The mansion on Grimmauld Place turned out to be a tall, gloomy, Gothic-style building rising in a row of other equally tall, old-fashioned houses greyed by weather. Its elongated, narrow windows, barred at the bottom, looked at Harry like dark, unwelcoming eyes. Water streamed from the roof slopes, unable to drain fast enough through the gutters. The front door was black as tar. Black tiles went well with black window frames and jambs. When Harry stepped onto the high granite steps of the porch, the sky was illuminated by a branching flash of lilac-white lightning. The thunderclap that followed completely drowned out the knock of the door knocker.
Yes, exactly—instead of a bell, a real door knocker hung on the door, made in the form of a snake biting its own tail, once apparently brightly gleaming with its silver scales, but now almost merged in colour with the door. The black paint up close also showed signs of decay—a fine web of cracks and peeling pieces. The house was poorly maintained. No one had been here for a long time.

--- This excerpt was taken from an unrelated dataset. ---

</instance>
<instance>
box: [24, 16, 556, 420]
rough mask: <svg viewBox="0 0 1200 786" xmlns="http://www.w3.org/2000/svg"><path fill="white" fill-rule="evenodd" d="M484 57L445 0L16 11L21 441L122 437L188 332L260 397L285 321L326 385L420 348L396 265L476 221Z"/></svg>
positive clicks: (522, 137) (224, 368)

Harry froze, holding his breath. For the door that had a knocker to knock with had no door handle. It either opened itself or didn’t, and only the master of the house decided this. But now the master was dragging out his days somewhere in an impregnable fortress in the middle of the North Sea, blown by winds, flooded by rains, and guarded by terrible creatures that drained human souls. The dead beyond the Styx were not as far away as the last of the Black line was from his ancestral nest. Harry waited. And waited. And hoped.
And the door opened.
A new thunderclap crashed overhead, and a lightning flash lit up the sky behind him, as Harry stepped into the house.